# Kosen Judo dojo=rare??



## MMAfighter (May 31, 2007)

How often is it that you come across a Kosen Judo dojo nowadays? I mean i know that most of the judo today is kodokan, but do oyu still see any Kosen schools out there?? Does anyone here train Kosen?


----------



## Darth F.Takeda (Jun 1, 2007)

From what some  long time Judoka's have told me, Kosen Judo is not a style of Judo, it was what kids in school studied in Japan at one time.
The rules were more favoralble to groundwork, sine they felt this was a good idea to bring Elementary through  H.S. age kids  up from the ground up and was safer than University and adult compitition rules, where throwing was stressed.

  So Kosen Judo is like, High School Wrestling.


----------



## arnisador (Jun 2, 2007)

This is a very, very rare style in my experience.

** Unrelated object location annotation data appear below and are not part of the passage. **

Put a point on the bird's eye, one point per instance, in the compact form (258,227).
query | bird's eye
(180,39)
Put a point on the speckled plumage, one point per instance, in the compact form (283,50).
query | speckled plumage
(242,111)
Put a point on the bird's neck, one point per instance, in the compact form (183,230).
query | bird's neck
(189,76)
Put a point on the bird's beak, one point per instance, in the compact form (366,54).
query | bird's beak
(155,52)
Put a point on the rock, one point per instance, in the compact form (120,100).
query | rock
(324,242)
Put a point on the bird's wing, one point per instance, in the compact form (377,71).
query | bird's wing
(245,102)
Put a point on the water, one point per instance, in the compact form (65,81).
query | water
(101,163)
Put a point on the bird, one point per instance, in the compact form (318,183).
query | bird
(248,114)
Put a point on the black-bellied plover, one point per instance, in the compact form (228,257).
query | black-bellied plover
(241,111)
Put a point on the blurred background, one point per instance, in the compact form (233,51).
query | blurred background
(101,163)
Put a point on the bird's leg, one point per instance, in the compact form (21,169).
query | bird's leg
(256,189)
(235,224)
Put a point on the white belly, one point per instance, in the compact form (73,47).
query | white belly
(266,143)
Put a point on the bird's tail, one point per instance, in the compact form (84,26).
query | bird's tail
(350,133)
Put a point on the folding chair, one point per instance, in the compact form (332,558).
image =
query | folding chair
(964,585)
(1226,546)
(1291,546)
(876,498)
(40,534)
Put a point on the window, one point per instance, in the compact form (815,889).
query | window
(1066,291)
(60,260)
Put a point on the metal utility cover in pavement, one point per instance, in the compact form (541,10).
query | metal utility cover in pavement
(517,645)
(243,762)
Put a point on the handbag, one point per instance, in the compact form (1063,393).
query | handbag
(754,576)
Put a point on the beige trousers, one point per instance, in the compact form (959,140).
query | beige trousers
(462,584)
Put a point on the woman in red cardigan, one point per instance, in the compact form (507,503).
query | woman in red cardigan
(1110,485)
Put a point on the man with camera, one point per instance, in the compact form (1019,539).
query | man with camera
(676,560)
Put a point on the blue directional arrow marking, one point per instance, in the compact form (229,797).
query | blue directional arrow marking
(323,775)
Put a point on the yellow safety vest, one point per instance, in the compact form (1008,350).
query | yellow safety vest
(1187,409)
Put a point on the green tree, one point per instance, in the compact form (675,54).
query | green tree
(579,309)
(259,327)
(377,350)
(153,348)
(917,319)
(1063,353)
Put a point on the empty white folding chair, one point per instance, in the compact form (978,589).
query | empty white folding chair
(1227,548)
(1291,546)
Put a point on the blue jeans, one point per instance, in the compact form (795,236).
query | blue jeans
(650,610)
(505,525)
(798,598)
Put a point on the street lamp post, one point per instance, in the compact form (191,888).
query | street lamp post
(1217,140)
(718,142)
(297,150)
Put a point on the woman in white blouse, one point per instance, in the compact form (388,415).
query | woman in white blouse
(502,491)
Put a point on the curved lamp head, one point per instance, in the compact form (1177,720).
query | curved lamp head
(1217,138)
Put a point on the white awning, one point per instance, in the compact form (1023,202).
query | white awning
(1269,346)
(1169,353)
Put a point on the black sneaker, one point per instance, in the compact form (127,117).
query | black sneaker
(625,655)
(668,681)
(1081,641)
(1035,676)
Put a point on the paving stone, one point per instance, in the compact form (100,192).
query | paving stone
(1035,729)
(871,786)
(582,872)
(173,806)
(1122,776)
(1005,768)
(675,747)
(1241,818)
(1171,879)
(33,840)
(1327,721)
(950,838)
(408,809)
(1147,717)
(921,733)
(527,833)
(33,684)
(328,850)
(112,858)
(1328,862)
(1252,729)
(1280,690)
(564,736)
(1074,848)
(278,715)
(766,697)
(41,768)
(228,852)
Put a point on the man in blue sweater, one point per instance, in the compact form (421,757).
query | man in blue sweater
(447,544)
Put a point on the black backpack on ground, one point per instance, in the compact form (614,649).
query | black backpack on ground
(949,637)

It does indeed emphasize groundwork, but I think most people would still consider it a style of Judo.


----------



## Abbax8 (Jun 2, 2007)

Kosen judo is Kodokan Ne-waza. Kosen was the competition between the various universities. The stress was groudwork because it was easier to train a new fighter to fight for a draw on the ground than in standing techniques. I learned a ton of groundwork when I started judo in 1967. We learned the holds, chokes and arm locks, the turn overs and attacks, fighting from the back and on all fours what is now called the guard, front mount, side mount, etc.

The best way to find a dojo that trains what you are looking for is to visit dojos close to you. In my club we warmup with groundwork and will do 20 to 30 minutes per class of ne-waza. Then we practice ukemi, work on standing throws then do randori. We go 60 to 75 minutes non-stop.

Peace

Dennis


----------



## Abbax8 (Jun 2, 2007)

This book will explain Kosen Judo

http://www.amazon.co.uk/Osaekomi-Masterclass-Techniques-Katsuhiko-Kashiwazaki/dp/1874572364

Peace

Dennis


----------